The exact count: a custom global allocator

An estimate budgets; a count verifies. To measure the real bytes a section allocates, clinker ships a counting global allocator behind the bench-alloc feature:

clinker-bench-support ·alloc.rs ·AccountingAlloc type @47d2e12

pub struct AccountingAlloc { allocs: AtomicUsize, bytes_alloc: AtomicUsize, /* ... */ }

// SAFETY: every call forwards to the System allocator after counting.
unsafe impl GlobalAlloc for AccountingAlloc {
    unsafe fn alloc(&self, layout: Layout) -> *mut u8 {
        self.allocs.fetch_add(1, Ordering::Relaxed);
        self.bytes_alloc.fetch_add(layout.size(), Ordering::Relaxed);
        unsafe { System.alloc(layout) }     // delegate the real work
    }
    unsafe fn dealloc(&self, ptr: *mut u8, layout: Layout) {
        /* count, then */ unsafe { System.dealloc(ptr, layout) }
    }
}

Install it with #[global_allocator] and every allocation in the process flows through it, bumping atomic counters (the interior-mutability pattern from 4.4, and the unsafe impl discipline from 4.6). A scoped Region snapshots the counters before and after a block to report exactly how many bytes it allocated — that’s how the executor’s per-stage heap_delta_bytes metric is captured under the feature. The cost is real (it adds contention per allocation), so it’s a measurement build, not the production path.

So the two tools divide the labour cleanly: heap_size estimates, cheaply, for the live budget; AccountingAlloc counts, exactly, for offline verification. Confusing the two — budgeting off real allocation, or benchmarking off the estimate — would get you the worst of each.

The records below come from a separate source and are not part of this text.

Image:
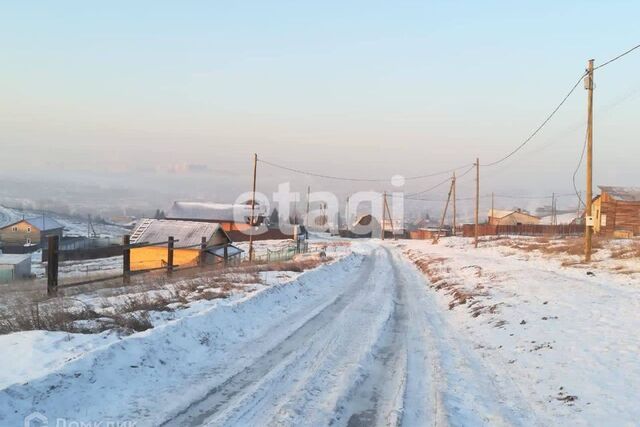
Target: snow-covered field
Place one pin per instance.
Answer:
(393, 333)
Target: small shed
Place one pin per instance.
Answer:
(14, 267)
(616, 211)
(154, 234)
(511, 217)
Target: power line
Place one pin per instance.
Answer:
(342, 178)
(617, 57)
(539, 128)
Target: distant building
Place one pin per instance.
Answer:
(512, 217)
(616, 211)
(30, 233)
(14, 267)
(229, 216)
(188, 238)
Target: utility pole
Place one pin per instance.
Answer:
(476, 231)
(384, 204)
(253, 207)
(306, 217)
(454, 204)
(437, 236)
(588, 231)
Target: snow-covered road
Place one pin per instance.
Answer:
(378, 354)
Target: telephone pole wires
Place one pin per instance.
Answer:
(588, 231)
(253, 207)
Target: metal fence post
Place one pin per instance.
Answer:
(203, 249)
(170, 255)
(52, 265)
(126, 259)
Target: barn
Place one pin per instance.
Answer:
(512, 217)
(29, 234)
(616, 211)
(154, 234)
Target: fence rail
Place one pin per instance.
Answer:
(53, 258)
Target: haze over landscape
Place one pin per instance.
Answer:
(165, 100)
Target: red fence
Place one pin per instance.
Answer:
(468, 230)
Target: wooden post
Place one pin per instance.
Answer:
(203, 251)
(126, 259)
(253, 208)
(476, 230)
(384, 202)
(170, 255)
(454, 205)
(52, 265)
(393, 231)
(446, 206)
(588, 232)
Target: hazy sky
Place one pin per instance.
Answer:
(130, 92)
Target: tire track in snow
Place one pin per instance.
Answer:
(225, 394)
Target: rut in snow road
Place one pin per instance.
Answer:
(379, 354)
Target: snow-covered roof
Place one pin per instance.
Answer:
(497, 213)
(188, 233)
(566, 218)
(623, 194)
(212, 211)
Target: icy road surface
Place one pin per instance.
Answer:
(377, 354)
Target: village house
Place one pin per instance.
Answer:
(29, 234)
(512, 217)
(231, 217)
(616, 211)
(188, 239)
(14, 267)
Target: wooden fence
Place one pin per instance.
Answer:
(468, 230)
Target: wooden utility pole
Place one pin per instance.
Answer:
(588, 231)
(454, 204)
(170, 245)
(477, 213)
(253, 206)
(393, 231)
(384, 203)
(52, 265)
(126, 259)
(446, 206)
(306, 218)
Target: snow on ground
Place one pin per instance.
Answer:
(567, 336)
(150, 375)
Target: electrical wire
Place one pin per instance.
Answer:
(341, 178)
(543, 124)
(617, 57)
(575, 172)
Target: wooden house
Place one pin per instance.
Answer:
(154, 234)
(30, 233)
(512, 217)
(616, 211)
(231, 217)
(14, 267)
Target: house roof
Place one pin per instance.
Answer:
(497, 213)
(624, 194)
(188, 233)
(41, 223)
(11, 259)
(212, 211)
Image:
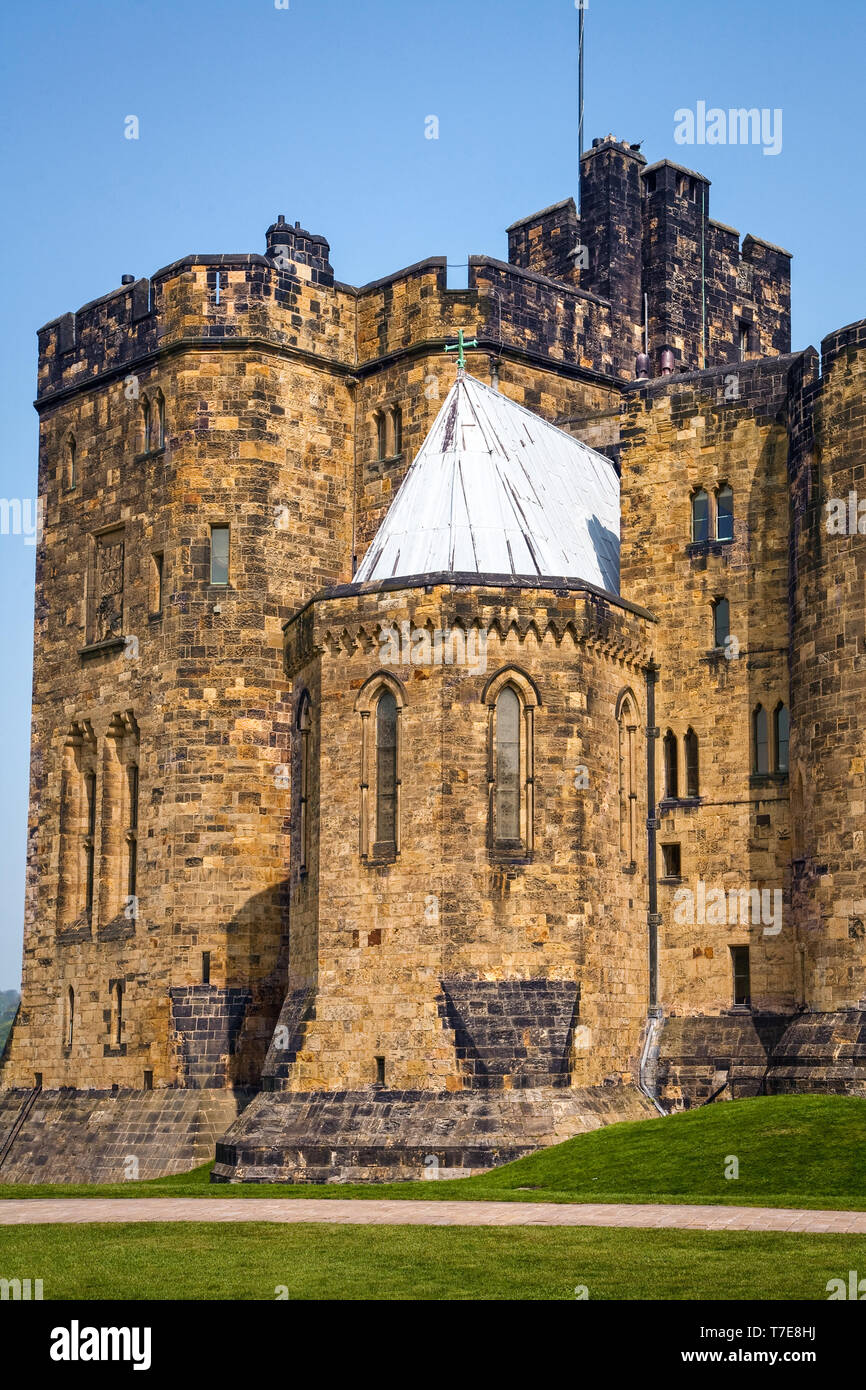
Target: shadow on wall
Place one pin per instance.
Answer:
(221, 1032)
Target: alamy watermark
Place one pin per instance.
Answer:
(737, 125)
(433, 647)
(845, 516)
(22, 516)
(730, 906)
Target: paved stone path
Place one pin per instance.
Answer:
(46, 1209)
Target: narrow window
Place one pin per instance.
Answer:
(761, 752)
(381, 435)
(132, 822)
(672, 861)
(159, 420)
(117, 1012)
(106, 587)
(672, 779)
(303, 724)
(387, 773)
(508, 767)
(740, 962)
(396, 428)
(89, 840)
(218, 553)
(691, 763)
(156, 581)
(71, 463)
(701, 516)
(724, 513)
(781, 737)
(627, 783)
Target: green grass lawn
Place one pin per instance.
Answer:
(252, 1260)
(793, 1151)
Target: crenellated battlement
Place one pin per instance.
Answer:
(642, 264)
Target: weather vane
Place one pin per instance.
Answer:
(459, 348)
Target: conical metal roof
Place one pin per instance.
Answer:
(498, 491)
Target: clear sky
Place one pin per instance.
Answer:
(319, 111)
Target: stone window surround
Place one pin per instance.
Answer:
(530, 699)
(364, 706)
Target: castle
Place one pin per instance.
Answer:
(384, 829)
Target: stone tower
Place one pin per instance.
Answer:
(220, 445)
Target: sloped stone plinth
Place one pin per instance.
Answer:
(385, 1136)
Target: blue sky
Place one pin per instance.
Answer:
(319, 111)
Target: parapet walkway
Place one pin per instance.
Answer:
(406, 1212)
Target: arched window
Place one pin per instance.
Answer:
(75, 858)
(722, 622)
(70, 1020)
(71, 463)
(781, 737)
(380, 704)
(157, 428)
(798, 818)
(132, 827)
(387, 773)
(690, 742)
(701, 516)
(120, 822)
(506, 774)
(761, 752)
(672, 769)
(117, 1014)
(381, 434)
(724, 513)
(396, 430)
(512, 699)
(89, 841)
(627, 720)
(303, 798)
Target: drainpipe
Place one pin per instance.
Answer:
(654, 918)
(704, 274)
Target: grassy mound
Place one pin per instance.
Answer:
(788, 1151)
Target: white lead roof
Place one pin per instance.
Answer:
(495, 489)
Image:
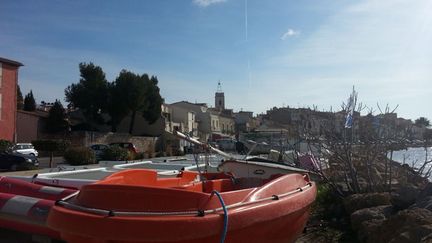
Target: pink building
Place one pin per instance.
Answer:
(8, 90)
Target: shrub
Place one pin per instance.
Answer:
(4, 145)
(115, 153)
(79, 156)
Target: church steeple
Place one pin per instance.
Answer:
(219, 98)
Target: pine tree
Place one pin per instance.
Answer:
(56, 121)
(29, 102)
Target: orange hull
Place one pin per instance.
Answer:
(25, 206)
(130, 207)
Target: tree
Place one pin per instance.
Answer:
(56, 121)
(422, 122)
(117, 103)
(29, 102)
(153, 111)
(91, 93)
(131, 93)
(20, 100)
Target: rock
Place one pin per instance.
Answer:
(427, 239)
(425, 203)
(368, 229)
(366, 214)
(404, 196)
(410, 225)
(427, 191)
(359, 201)
(414, 234)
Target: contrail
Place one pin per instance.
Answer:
(247, 47)
(246, 20)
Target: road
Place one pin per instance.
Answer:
(44, 162)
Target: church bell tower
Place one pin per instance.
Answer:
(219, 98)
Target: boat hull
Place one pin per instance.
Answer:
(259, 219)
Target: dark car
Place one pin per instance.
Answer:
(98, 149)
(9, 161)
(129, 146)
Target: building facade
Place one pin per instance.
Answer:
(8, 97)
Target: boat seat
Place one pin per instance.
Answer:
(220, 185)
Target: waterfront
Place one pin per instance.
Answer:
(415, 157)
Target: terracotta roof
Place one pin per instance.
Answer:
(10, 62)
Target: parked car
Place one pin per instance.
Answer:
(98, 149)
(15, 161)
(129, 146)
(226, 144)
(24, 148)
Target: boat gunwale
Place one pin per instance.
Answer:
(111, 213)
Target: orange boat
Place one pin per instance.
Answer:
(24, 206)
(136, 206)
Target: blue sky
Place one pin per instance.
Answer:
(272, 53)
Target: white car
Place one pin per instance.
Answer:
(25, 148)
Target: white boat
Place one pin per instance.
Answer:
(262, 170)
(76, 178)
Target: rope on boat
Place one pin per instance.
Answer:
(225, 227)
(110, 213)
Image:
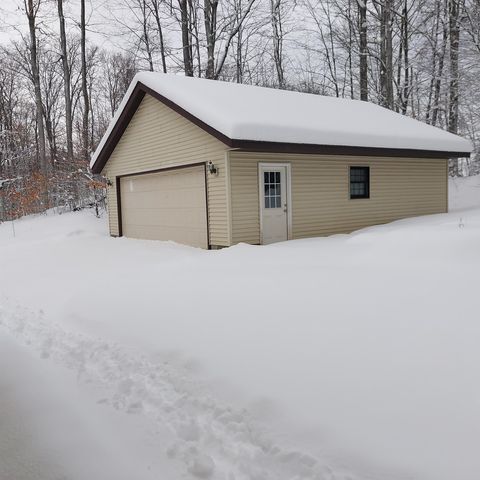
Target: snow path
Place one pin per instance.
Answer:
(211, 440)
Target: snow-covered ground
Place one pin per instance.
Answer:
(349, 357)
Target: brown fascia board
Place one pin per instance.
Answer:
(253, 145)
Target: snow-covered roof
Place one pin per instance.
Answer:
(251, 113)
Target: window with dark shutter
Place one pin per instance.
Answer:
(359, 182)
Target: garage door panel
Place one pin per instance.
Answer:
(166, 206)
(179, 217)
(186, 197)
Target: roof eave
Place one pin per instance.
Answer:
(141, 89)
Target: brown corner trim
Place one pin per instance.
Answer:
(161, 170)
(119, 207)
(140, 90)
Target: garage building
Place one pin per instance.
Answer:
(211, 164)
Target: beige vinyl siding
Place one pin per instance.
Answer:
(399, 188)
(158, 137)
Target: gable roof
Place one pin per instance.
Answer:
(267, 119)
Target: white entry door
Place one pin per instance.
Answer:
(274, 203)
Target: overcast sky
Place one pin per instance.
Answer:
(13, 19)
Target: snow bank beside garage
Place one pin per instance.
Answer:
(354, 356)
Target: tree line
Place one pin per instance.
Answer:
(69, 62)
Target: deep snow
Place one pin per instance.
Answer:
(354, 356)
(246, 112)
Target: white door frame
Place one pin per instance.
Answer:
(288, 181)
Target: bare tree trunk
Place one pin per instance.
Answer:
(276, 15)
(146, 35)
(404, 89)
(186, 44)
(362, 20)
(386, 54)
(454, 27)
(31, 9)
(66, 82)
(434, 61)
(86, 101)
(156, 14)
(439, 76)
(210, 14)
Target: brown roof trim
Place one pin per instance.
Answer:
(141, 89)
(305, 148)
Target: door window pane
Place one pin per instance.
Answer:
(272, 189)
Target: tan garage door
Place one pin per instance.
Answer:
(166, 206)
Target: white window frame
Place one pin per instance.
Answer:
(288, 181)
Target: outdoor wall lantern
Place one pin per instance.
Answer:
(212, 168)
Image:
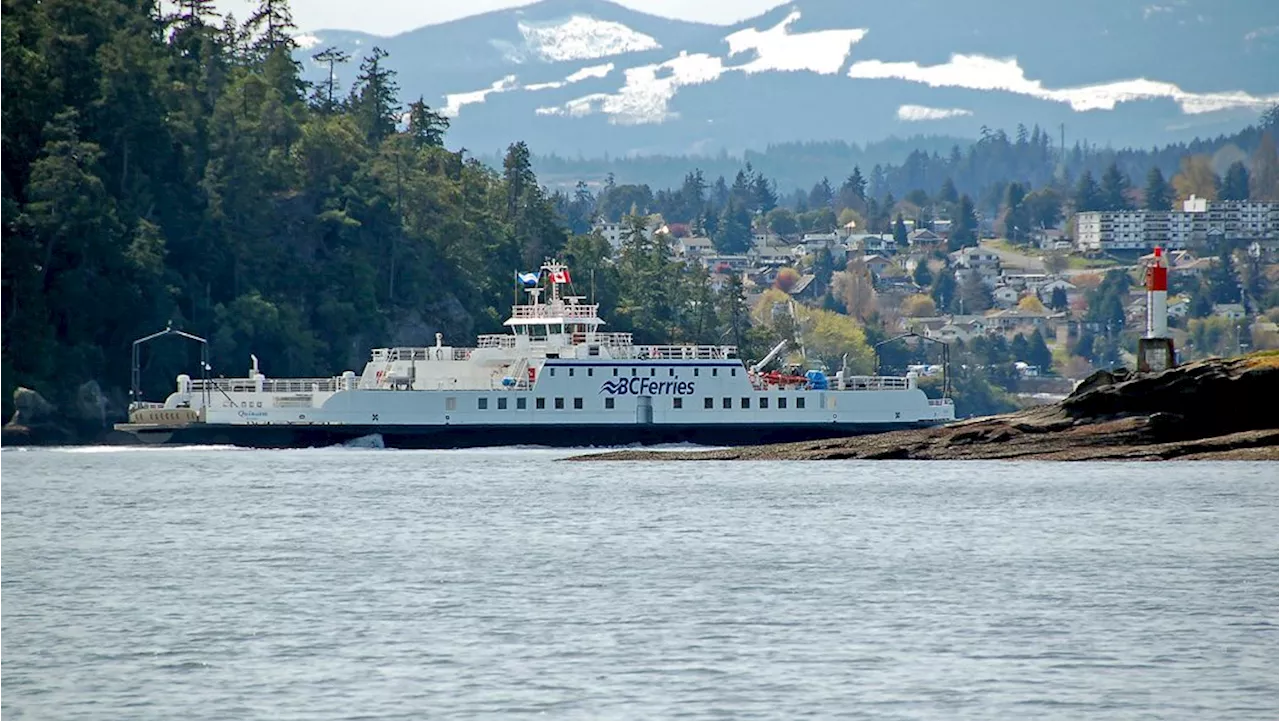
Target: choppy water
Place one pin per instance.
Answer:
(378, 584)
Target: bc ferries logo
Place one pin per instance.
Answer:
(647, 387)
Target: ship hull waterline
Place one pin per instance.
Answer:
(443, 437)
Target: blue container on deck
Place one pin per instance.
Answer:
(817, 380)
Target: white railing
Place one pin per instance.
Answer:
(391, 355)
(876, 383)
(269, 386)
(508, 342)
(496, 342)
(685, 352)
(561, 310)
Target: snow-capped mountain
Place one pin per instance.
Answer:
(592, 77)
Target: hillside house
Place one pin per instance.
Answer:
(1005, 296)
(694, 246)
(924, 240)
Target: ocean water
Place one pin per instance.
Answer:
(224, 584)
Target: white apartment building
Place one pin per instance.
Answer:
(617, 232)
(978, 260)
(1197, 223)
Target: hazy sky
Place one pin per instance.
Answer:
(391, 17)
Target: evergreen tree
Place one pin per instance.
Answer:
(1020, 350)
(855, 185)
(1159, 195)
(949, 195)
(1265, 181)
(1224, 286)
(1235, 182)
(1038, 352)
(1088, 195)
(900, 232)
(734, 231)
(964, 226)
(374, 99)
(922, 277)
(272, 22)
(425, 126)
(1115, 188)
(693, 196)
(974, 295)
(1016, 215)
(1057, 299)
(325, 96)
(944, 290)
(763, 194)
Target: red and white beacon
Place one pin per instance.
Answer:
(1157, 296)
(1156, 348)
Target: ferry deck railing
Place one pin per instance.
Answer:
(579, 311)
(270, 386)
(686, 352)
(877, 383)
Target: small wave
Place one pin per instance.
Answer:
(374, 441)
(138, 448)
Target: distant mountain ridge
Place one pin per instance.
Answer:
(588, 77)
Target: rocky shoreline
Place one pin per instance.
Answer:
(1207, 410)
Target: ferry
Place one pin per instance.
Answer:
(557, 378)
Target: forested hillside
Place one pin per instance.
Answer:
(174, 168)
(163, 164)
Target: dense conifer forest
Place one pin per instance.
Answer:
(163, 164)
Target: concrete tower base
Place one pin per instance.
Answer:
(1155, 355)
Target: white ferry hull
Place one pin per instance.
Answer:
(556, 380)
(566, 436)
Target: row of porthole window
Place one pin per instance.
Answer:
(677, 402)
(653, 372)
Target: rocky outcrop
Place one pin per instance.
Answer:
(35, 421)
(1214, 409)
(85, 416)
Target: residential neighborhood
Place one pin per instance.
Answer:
(1078, 287)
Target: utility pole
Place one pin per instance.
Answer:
(400, 228)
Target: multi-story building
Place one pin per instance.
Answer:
(1198, 223)
(978, 260)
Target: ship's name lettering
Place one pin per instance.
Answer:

Count allocations yourself

The Rust playground lets you install a global allocator, so you can build a miniature AccountingAlloc right here — same unsafe impl GlobalAlloc, same forward-to-System pattern:

rust // editable

use std::alloc::{GlobalAlloc, Layout, System};
use std::sync::atomic::{AtomicUsize, Ordering};

struct Counter;
static ALLOCS: AtomicUsize = AtomicUsize::new(0);
static BYTES: AtomicUsize = AtomicUsize::new(0);

// SAFETY: forwards every call to System after bumping the counters.
unsafe impl GlobalAlloc for Counter {
  unsafe fn alloc(&self, layout: Layout) -> *mut u8 {
      ALLOCS.fetch_add(1, Ordering::Relaxed);
      BYTES.fetch_add(layout.size(), Ordering::Relaxed);
      System.alloc(layout)
  }
  unsafe fn dealloc(&self, ptr: *mut u8, layout: Layout) {
      System.dealloc(ptr, layout)
  }
}

#[global_allocator]
static A: Counter = Counter;

fn main() {
  let before = BYTES.load(Ordering::Relaxed);
  let v: Vec<u8> = Vec::with_capacity(1024);   // exactly one heap allocation
  let after = BYTES.load(Ordering::Relaxed);
  println!("bytes the Vec allocated: {}", after - before);
  println!("total allocations so far: {}", ALLOCS.load(Ordering::Relaxed));
  std::hint::black_box(&v);
}

use std::alloc::{GlobalAlloc, Layout, System};
use std::sync::atomic::{AtomicUsize, Ordering};

struct Counter;
static ALLOCS: AtomicUsize = AtomicUsize::new(0);
static BYTES: AtomicUsize = AtomicUsize::new(0);

// SAFETY: forwards every call to System after bumping the counters.
unsafe impl GlobalAlloc for Counter {
  unsafe fn alloc(&self, layout: Layout) -> *mut u8 {
      ALLOCS.fetch_add(1, Ordering::Relaxed);
      BYTES.fetch_add(layout.size(), Ordering::Relaxed);
      System.alloc(layout)
  }
  unsafe fn dealloc(&self, ptr: *mut u8, layout: Layout) {
      System.dealloc(ptr, layout)
  }
}

#[global_allocator]
static A: Counter = Counter;

fn main() {
  let before = BYTES.load(Ordering::Relaxed);
  let v: Vec<u8> = Vec::with_capacity(1024);   // exactly one heap allocation
  let after = BYTES.load(Ordering::Relaxed);
  println!("bytes the Vec allocated: {}", after - before);
  println!("total allocations so far: {}", ALLOCS.load(Ordering::Relaxed));
  std::hint::black_box(&v);
}

> output appears here — press Run

The Vec::with_capacity(1024) shows up as a 1024-byte allocation in the delta — an exact count, not an estimate. This is clinker’s AccountingAlloc in miniature: a GlobalAlloc impl that counts and forwards. Swap with_capacity(1024) for a String::from("...") or a vec![0u8; 100] and watch the bytes track precisely.

// quick check

Why does the runtime budget charge memory using heap_size (an estimate) instead of the exact AccountingAlloc count?

Measure it for yourself

✓ Checkpoint — benchmarking & measuring

💡 Hint 1

Compare the two: heap_size walks a value and sums an estimate; AccountingAlloc intercepts the real allocator. Which one runs on every record during a job, and which only under a bench build?

What the tour establishes

heap_size is a per-variant estimate of owned heap bytes (scalars and short inline strings cost 0) — cheap enough to charge against the budget per record. Criterion benches (record_ops, arbitration_poll) time real operations, with black_box defeating the optimizer; you run them with cargo bench. AccountingAlloc is an unsafe impl GlobalAlloc that counts every allocation and forwards to System, used under the bench-alloc feature for exact measurement. Estimate for the live budget, exact count for verification — different tools, different jobs.

// quick check

What is black_box used for in a criterion benchmark?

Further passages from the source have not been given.